In the parodos of Brecht’s 1948 version of Sophocles’ Antigone, the chorus of Theban elders celebrates the victory over Argos and encourages the people to forget the recent war. Such a call for forgetting is clearly manipulated by Creon in order to camouflage the reality: the much praised victory is in fact a lie because the war is not over. The eagerness to forget is opposed to Antigone’s efforts to remember the past: the heroine insists that it is important to remember the disasters of the past in order to avoid their repetition in the future.
Through his reworking of the ancient original, Brecht encourages his audience to remember and reflect upon the recent tragedy of the Second World War and attempts to unveil the mechanisms behind the acquisition and dismantling of power; at the same time, he suggests there is also another, false way of remembering the past by imposing a distorted reading upon literary texts, as Hitler did with German poets such as Schiller and Hölderlin: Hölderlin’s Antigone (1804) was frequently performed towards the end of the war in support of Hitler’s nationalistic propaganda.
In this paper, I will uncover issues of memory, propaganda and politicisation behind different interpretations of the play: I will show the malleability of the Antigone myth which, far from being fixed, has been readapted and “remembered” in different ways to communicate different ideologies.
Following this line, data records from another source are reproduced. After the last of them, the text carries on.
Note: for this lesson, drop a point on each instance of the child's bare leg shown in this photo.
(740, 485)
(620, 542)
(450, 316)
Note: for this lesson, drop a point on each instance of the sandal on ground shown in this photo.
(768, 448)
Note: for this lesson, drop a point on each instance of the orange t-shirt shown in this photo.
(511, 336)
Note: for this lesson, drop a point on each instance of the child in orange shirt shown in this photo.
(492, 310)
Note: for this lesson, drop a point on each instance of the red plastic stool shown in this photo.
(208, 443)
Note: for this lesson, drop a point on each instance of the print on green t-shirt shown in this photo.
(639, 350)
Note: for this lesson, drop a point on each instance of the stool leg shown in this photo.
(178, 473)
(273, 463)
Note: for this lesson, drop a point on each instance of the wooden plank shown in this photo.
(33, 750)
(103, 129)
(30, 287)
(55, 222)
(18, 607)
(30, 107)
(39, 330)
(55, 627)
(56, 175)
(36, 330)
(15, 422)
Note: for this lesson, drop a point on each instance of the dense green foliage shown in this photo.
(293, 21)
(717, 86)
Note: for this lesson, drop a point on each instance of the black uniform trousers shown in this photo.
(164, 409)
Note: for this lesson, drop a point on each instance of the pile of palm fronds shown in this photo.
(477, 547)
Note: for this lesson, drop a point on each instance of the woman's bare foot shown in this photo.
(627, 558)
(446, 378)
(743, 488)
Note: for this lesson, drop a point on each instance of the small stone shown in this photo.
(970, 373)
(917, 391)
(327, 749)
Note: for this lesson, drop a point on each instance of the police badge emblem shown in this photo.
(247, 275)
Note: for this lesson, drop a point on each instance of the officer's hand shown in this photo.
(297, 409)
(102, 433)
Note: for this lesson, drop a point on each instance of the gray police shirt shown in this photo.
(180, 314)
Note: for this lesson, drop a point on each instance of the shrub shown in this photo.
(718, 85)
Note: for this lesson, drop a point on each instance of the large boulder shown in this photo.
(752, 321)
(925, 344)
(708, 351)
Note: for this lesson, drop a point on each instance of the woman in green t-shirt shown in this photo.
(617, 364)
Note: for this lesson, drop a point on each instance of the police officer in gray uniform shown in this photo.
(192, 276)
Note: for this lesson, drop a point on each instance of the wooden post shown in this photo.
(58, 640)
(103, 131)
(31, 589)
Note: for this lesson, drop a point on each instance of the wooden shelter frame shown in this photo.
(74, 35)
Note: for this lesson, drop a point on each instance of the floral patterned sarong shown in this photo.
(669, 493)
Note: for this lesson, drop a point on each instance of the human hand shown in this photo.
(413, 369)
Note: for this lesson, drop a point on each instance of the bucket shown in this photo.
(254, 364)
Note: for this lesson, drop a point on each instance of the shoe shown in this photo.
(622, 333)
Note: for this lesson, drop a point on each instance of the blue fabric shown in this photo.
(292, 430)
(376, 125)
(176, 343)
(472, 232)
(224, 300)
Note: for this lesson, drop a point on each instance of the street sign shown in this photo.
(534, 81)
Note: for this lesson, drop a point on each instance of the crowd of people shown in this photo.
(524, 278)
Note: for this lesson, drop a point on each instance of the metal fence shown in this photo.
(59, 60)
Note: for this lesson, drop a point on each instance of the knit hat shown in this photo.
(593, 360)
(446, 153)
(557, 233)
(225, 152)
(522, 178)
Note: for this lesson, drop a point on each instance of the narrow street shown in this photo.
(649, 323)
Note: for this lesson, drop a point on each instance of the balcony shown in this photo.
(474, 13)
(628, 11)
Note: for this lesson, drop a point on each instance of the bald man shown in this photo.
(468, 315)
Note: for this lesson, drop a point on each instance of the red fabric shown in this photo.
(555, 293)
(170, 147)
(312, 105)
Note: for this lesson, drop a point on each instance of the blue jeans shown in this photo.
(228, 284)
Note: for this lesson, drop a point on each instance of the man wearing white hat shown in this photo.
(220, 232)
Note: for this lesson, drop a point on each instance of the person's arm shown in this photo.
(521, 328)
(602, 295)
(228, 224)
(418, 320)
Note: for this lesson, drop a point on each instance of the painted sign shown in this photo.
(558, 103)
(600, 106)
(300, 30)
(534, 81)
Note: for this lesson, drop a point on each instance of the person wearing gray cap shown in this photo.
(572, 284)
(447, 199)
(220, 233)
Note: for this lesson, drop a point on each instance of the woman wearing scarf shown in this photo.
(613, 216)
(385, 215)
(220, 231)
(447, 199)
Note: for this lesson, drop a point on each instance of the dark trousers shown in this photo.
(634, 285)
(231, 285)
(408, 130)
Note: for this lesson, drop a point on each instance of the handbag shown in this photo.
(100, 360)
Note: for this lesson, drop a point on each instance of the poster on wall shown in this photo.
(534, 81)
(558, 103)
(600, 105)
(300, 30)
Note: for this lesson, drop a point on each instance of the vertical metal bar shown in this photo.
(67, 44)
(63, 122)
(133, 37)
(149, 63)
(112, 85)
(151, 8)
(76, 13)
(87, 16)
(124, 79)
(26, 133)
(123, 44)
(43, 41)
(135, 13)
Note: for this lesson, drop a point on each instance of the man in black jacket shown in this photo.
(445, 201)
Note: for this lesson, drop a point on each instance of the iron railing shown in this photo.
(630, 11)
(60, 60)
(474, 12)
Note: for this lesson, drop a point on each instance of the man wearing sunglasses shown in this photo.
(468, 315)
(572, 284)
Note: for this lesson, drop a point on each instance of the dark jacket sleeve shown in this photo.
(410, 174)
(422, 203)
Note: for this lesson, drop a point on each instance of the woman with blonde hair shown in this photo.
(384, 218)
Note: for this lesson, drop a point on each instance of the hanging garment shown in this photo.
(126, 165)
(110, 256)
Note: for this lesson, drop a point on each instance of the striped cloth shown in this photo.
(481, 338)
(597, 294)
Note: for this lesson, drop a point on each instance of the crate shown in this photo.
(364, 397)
Significantly, Sophocles’ Antigone has been adapted and performed on the stage innumerable times in the twentieth century: the reception history of Antigone offers interesting insights into the historical and political developments of this period. The interpretation of the play shifted throughout the twentieth century, influenced by coeval European events. Appropriated both by the Nazi regime and by factions of the Resistance, Antigone was exploited as a political, subversive document or as representative of a nationalistic classical tradition. I will focus on two significant examples which more explicitly situate the Antigone as a political play:
(1) Hölderlin’s translation (1804), one of the very earliest post-Revolutionary witnesses to this political understanding of the play, provides a context for Brecht’s and other twentieth-century versions of the myth, and represents a crucial step towards the current interpretative model in which Antigone is an icon of radical dissent and resistance. Yet it was through the Nazis’ reading that the long-neglected poet gained powerful ideological resonance: he was transformed into an example of spiritual leader and patriotic self-sacrifice, and became a nationalist icon of German Nazism.
(2) Bertolt Brecht’s adaptation (1948) represents the culmination of this process through which Antigone enters the realm of politics. His version represents a landmark moment of the reception history of Antigone and serves to explain why Antigone still matters today. For his own innovative reworking of the Sophoclean myth, Brecht exploited Hölderlin’s text, which responded to his desire to overtly oppose to the classical reading of the play, and to distance himself from the purely classical-humanist and “bourgeois” interest in Greek tragedy.
In this paper, I will offer a historicised reading of Antigone’s conceptualisation as a political play through the analysis of Hölderlin’s translation and its appropriations in this century. This account of the reception of Sophocles’ Antigone in twentieth-century Europe will contribute to shed light on the ideological climate which produced such a high number of adaptations of the ancient play, as well as on the reasons for its pertinence to twentieth-century temporal-political conditions.